Fast gewohntes Bild: Das Publikum in der Aula des Cato-Gymnasiums konnte sitzend weitgehend auf Masken verzichten, weil zuvor alle einen Antigentest gemacht hatten.

Er sparte nicht mit Kritik an der Seuchenbekämpfung der Bundesregierung: „Es klappte fast gar nichts.“ Allem Anschein nach sei man auf die Situation „null vorbereitet gewesen“. Auf der anderen Seite habe er sich von Erziehungsberechtigten anhören müssen, Ausführender einer „Corona-Diktatur“ zu sein. Beim aus Krolles Sicht schlecht durchdachten Übergang von der Schule zum Studium zähle nur eins: „Dass Sie nicht darunter leiden.“ Dabei sei es auch an den Schülern selbst, Gerechtigkeit einzufordern. Kritik übte er zudem an den versprochenen Corona-Hilfen der Bundesregierung für Schulen, um die Lernrückstände wieder aufzuholen. Da seien die Niederlande mit 8,5 Millionen Euro zugesagter Bildungsförderung viel weiter. Lobend hob er die Zusammenarbeit mit dem Landkreis Verden als Schulträger, etwa bei der Digitalisierung, hervor. Angesichts des Vorhabens, eine Sporthalle auf dem Gelände des Cato-Gymnasiums bauen zu wollen, versprach er: „Das Sport-Abitur wird wieder eingeführt werden.“ Im Hinblick auf die Bundestagswahl im September forderte Krolle die Absolventen auf, bei den Parteien an den Wahlkampfständen genau nachzufragen – etwa, was den Maskenbeschaffungsskandal oder Nebeneinkünfte betreffe. „Begehrt auf, seid stark!“, schloss Krolle.

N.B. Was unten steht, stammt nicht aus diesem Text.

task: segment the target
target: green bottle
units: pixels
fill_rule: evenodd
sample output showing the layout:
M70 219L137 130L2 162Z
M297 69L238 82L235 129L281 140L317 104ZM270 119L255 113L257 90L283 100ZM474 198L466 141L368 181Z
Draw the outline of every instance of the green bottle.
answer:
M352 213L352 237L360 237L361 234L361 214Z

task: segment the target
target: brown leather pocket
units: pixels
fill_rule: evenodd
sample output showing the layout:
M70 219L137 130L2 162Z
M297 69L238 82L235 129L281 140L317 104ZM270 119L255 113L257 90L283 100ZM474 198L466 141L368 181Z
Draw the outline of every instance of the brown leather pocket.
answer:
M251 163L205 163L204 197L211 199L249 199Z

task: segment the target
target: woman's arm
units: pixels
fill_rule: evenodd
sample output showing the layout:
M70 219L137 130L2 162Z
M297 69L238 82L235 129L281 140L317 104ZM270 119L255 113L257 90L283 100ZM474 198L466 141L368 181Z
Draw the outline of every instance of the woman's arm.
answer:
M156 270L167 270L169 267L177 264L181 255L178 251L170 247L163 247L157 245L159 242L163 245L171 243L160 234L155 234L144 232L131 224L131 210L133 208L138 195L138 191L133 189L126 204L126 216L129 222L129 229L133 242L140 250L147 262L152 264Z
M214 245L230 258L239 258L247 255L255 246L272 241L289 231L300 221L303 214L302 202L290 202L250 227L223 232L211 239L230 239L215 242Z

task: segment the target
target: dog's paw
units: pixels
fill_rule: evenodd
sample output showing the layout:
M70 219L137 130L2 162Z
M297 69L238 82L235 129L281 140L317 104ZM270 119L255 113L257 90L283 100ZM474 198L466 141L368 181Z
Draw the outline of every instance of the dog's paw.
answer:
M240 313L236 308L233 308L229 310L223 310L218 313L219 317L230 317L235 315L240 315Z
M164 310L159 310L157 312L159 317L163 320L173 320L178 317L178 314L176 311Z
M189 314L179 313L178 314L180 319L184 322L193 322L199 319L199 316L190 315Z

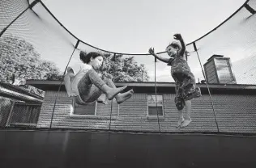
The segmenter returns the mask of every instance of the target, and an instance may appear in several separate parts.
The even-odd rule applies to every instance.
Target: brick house
[[[156,84],[157,107],[154,101],[154,82],[120,82],[116,85],[128,86],[127,90],[134,90],[133,97],[126,102],[120,105],[115,101],[109,101],[107,105],[95,103],[78,109],[73,108],[63,84],[58,92],[60,83],[59,81],[27,81],[27,84],[45,91],[37,128],[49,128],[53,117],[53,128],[159,132],[159,122],[161,132],[217,132],[206,84],[198,84],[203,97],[192,102],[193,122],[187,128],[177,129],[174,83]],[[210,84],[209,88],[220,132],[256,132],[255,85]]]

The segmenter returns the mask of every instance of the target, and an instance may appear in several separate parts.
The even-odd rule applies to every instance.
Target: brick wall
[[[70,116],[71,99],[66,92],[46,91],[39,117],[38,128],[49,128],[55,96],[58,99],[55,107],[52,128],[109,129],[109,116]],[[160,118],[161,132],[216,132],[214,112],[210,96],[192,102],[192,120],[185,128],[176,128],[177,111],[173,103],[173,94],[164,94],[164,117]],[[220,132],[256,132],[255,95],[214,94],[212,100]],[[101,107],[98,109],[102,110]],[[147,100],[146,94],[134,94],[126,102],[113,108],[111,129],[130,131],[159,131],[157,120],[147,120]]]

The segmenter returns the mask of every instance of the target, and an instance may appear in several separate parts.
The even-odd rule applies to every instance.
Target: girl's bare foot
[[[118,104],[123,103],[126,99],[129,99],[132,94],[134,94],[133,90],[130,90],[129,91],[123,93],[123,94],[119,94],[116,96],[116,100]]]
[[[106,95],[109,100],[112,100],[117,94],[124,90],[127,86],[122,86],[118,88],[111,88],[106,91]]]
[[[184,122],[184,118],[180,118],[179,120],[177,121],[176,128],[181,128],[182,123]]]
[[[186,119],[184,122],[181,124],[181,128],[187,127],[191,123],[191,121],[192,121],[191,118]]]

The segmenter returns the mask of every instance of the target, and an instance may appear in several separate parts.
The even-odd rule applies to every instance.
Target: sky
[[[245,0],[45,0],[68,30],[97,48],[125,53],[164,51],[174,33],[189,43],[213,29]]]
[[[181,33],[185,41],[190,43],[228,18],[245,0],[42,2],[56,18],[81,40],[104,50],[134,54],[147,53],[150,47],[154,47],[156,52],[164,51],[175,33]],[[28,35],[28,32],[33,32],[34,36],[36,36],[37,38],[30,39],[30,41],[34,40],[34,44],[41,56],[55,62],[61,69],[65,69],[74,47],[68,46],[68,37],[58,34],[59,25],[54,26],[52,25],[53,23],[48,23],[51,16],[47,16],[43,7],[36,6],[34,10],[44,19],[38,19],[36,17],[31,19],[29,27],[33,26],[34,32],[30,31],[31,28],[26,27],[26,25],[23,29],[23,36]],[[34,15],[31,14],[28,18]],[[256,65],[256,59],[254,57],[256,56],[256,39],[254,38],[254,36],[256,36],[256,18],[249,17],[250,15],[243,8],[238,15],[236,15],[228,20],[228,24],[224,24],[221,28],[217,29],[217,32],[214,32],[207,36],[206,40],[197,42],[202,65],[212,54],[224,55],[231,58],[233,71],[240,83],[256,83],[255,77],[251,78],[254,74],[251,69],[256,69],[253,65]],[[28,19],[28,18],[24,19]],[[17,23],[17,27],[19,28],[23,23],[23,21]],[[30,35],[29,37],[32,36]],[[76,42],[74,39],[71,41],[73,44]],[[92,49],[80,44],[79,48],[87,52]],[[189,50],[192,51],[193,48],[190,47]],[[79,61],[79,51],[75,51],[74,55],[71,62]],[[246,60],[246,57],[250,60]],[[154,81],[154,57],[134,56],[134,59],[138,63],[145,65],[150,80]],[[243,64],[250,63],[250,67],[241,67],[244,65],[241,64],[240,60],[243,60],[241,61],[244,62]],[[196,80],[204,79],[195,52],[191,52],[188,62]],[[170,69],[170,66],[158,61],[156,81],[173,82]],[[245,76],[246,73],[250,74],[250,78]]]

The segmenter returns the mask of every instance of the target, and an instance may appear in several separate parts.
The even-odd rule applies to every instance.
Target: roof
[[[45,80],[28,80],[26,84],[33,86],[45,91],[46,90],[66,90],[64,82],[61,81],[45,81]],[[155,93],[156,87],[154,82],[116,82],[117,86],[127,86],[127,90],[134,89],[135,93]],[[197,84],[200,87],[202,94],[208,94],[206,84]],[[254,94],[256,95],[256,85],[241,84],[209,84],[211,94]],[[175,93],[174,82],[156,82],[157,93]]]
[[[42,103],[44,99],[29,93],[25,89],[6,82],[0,82],[0,94],[3,97],[30,103]]]

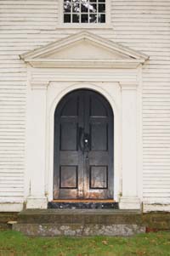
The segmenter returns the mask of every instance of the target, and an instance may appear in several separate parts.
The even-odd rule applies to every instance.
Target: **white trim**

„Nach dem Abitur ist vor dem Abitur, nur irgendwie anders“, wandelte der stellvertretende Bürgermeister Rüdiger Dürr ein aus dem Fußball bekanntes Bonmot ab. „Wollen Sie die Dinge passieren lassen oder selbst gestalten?“, fragte Dürr, und ermutigte die jungen Leute, ihren eigenen Verstand zu gebrauchen – egal, ob sie nun studieren, die Welt bereisen, ein Freiwilliges Soziales Jahr beginnen oder beruflich durchstarten wollen.

Um die Schulentlassungsfeier (fast) im gewohnten Modus über die Bühne zu bringen, hielt sich das „Cato“ übrigens an ein Hygienekonzept. Die Maßnahmen umfassten Frischluftzufuhr durch geöffnete Türen, Antigentests für alle Teilnehmer, Maskenpflicht beim Aufstehen und eine gründliche Raumpflege.